Installation and Compilation

Assuming cuSPARSELt package has been downloaded and extracted in CUSPARSELT_DIR, we update the library path accordingly:

export LD_LIBRARY_PATH=${CUSPARSELT_DIR}/lib64:${LD_LIBRARY_PATH}

To compile the sample code we will discuss below (spmma_example.cu),

nvcc spmma_example.cu -I${CUSPARSELT_DIR}/include -lcusparseLt -o spmma_example

Note that previous command links cusparseLt as a shared library.
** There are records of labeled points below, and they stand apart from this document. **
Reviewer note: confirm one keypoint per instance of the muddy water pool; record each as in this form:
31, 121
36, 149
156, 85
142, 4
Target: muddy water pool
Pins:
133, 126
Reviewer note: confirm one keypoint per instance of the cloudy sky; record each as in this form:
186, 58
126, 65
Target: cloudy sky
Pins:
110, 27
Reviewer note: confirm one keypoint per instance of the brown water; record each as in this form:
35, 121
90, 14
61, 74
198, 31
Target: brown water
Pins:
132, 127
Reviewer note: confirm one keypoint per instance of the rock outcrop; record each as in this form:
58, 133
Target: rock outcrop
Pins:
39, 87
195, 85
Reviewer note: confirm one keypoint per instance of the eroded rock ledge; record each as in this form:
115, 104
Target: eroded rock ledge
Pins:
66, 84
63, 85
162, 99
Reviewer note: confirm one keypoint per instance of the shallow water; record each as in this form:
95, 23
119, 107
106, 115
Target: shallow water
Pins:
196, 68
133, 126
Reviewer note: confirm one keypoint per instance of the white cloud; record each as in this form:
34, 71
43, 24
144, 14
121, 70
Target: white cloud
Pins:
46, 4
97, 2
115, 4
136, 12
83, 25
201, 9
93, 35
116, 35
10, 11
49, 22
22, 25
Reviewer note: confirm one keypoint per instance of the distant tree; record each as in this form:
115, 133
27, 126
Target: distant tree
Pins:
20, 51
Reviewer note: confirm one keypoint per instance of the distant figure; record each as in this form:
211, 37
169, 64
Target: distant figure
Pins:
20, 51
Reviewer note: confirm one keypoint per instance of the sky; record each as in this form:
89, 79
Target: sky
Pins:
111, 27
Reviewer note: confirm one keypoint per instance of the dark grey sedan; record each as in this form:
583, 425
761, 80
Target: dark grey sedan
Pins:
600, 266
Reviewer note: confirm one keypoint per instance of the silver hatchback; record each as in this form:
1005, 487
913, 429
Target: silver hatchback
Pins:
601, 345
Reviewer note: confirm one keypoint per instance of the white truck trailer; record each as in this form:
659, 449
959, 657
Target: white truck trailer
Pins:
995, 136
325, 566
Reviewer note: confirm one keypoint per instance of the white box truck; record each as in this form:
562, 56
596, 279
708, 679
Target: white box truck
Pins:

Linking the code with the static version of the library requires additional flags:

nvcc spmma_example_static.cu -I${CUSPARSELT_DIR}/include                        \
                             -Xlinker=--whole-archive                           \
                             -Xlinker=${CUSPARSELT_DIR}/libcusparseLt_static.a  \
                             -Xlinker=--no-whole-archive -o spmma_example_static

Code Example

The following code example shows the common steps to use cuSPARSELt and performs the matrix multiplication.
The full code can be found in the CUDALibrarySamples repository.
#include <cusparseLt.h> // cusparseLt header

// Device pointers and coefficient definitions
float alpha = 1.0f;
float beta  = 0.0f;
__half* dA = ...
__half* dB = ...
__half* dC = ...

//--------------------------------------------------------------------------
// cusparseLt data structures and handle initialization
cusparseLtHandle_t             handle;
cusparseLtMatDescriptor_t      matA, matB, matC;
cusparseLtMatmulDescriptor_t   matmul;
cusparseLtMatmulAlgSelection_t alg_sel;
cusparseLtMatmulPlan_t         plan;
cudaStream_t                   stream = nullptr;
cusparseLtInit(&handle);

//--------------------------------------------------------------------------
// matrix descriptor initilization
cusparseLtStructuredDescriptorInit(&handle, &matA, num_A_rows, num_A_cols,
                                   lda, alignment, type, order,
                                   CUSPARSELT_SPARSITY_50_PERCENT);
cusparseLtDenseDescriptorInit(&handle, &matB, num_B_rows, num_B_cols, ldb,
                              alignment, type, order);
cusparseLtDenseDescriptorInit(&handle, &matC, num_C_rows, num_C_cols, ldc,
                              alignment, type, order);

//--------------------------------------------------------------------------
// matmul, algorithm selection, and plan initilization
cusparseLtMatmulDescriptorInit(&handle, &matmul, opA, opB, &matA, &matB,
                               &matC, &matC, compute_type);
cusparseLtMatmulAlgSelectionInit(&handle, &alg_sel, &matmul,
                                 CUSPARSELT_MATMUL_ALG_DEFAULT);
int alg = 0; // set algorithm ID
cusparseLtMatmulAlgSetAttribute(&handle, &alg_sel,
                                CUSPARSELT_MATMUL_ALG_CONFIG_ID,
                                &alg, sizeof(alg));
size_t workspace_size, compressed_size;
cusparseLtMatmulGetWorkspace(&handle, &alg_sel, &workspace_size);

cusparseLtMatmulPlanInit(&handle, &plan, &matmul, &alg_sel, workspace_size);

//--------------------------------------------------------------------------
// Prune the A matrix (in-place) and check the correcteness
cusparseLtSpMMAPrune(&handle, &matmul, dA, dA, CUSPARSELT_PRUNE_SPMMA_TILE,
                     stream);
int is_valid;
cusparseLtSpMMAPruneCheck(&handle, &matmul, dA, &is_valid, stream);
if (is_valid != 0) {
    std::printf("!!!! The matrix has been pruned in a wrong way. "
                "cusparseLtMatmul will not provided correct results\n");
    return EXIT_FAILURE;
}

//--------------------------------------------------------------------------
// Matrix A compression
cusparseLtSpMMACompressedSize(&handle, &plan, &compressed_size);
cudaMalloc((void**) &dA_compressed, compressed_size);

cusparseLtSpMMACompress(&handle, &plan, dA, dA_compressed, stream);

//--------------------------------------------------------------------------
// Perform the matrix multiplication
void*         d_workspace = nullptr;
int           num_streams = 0;
cudaStream_t* streams     = nullptr;

cusparseLtMatmul(&handle, &plan, &alpha, dA_compressed, dB, &beta, dC, dD,
                 d_workspace, streams, num_streams) )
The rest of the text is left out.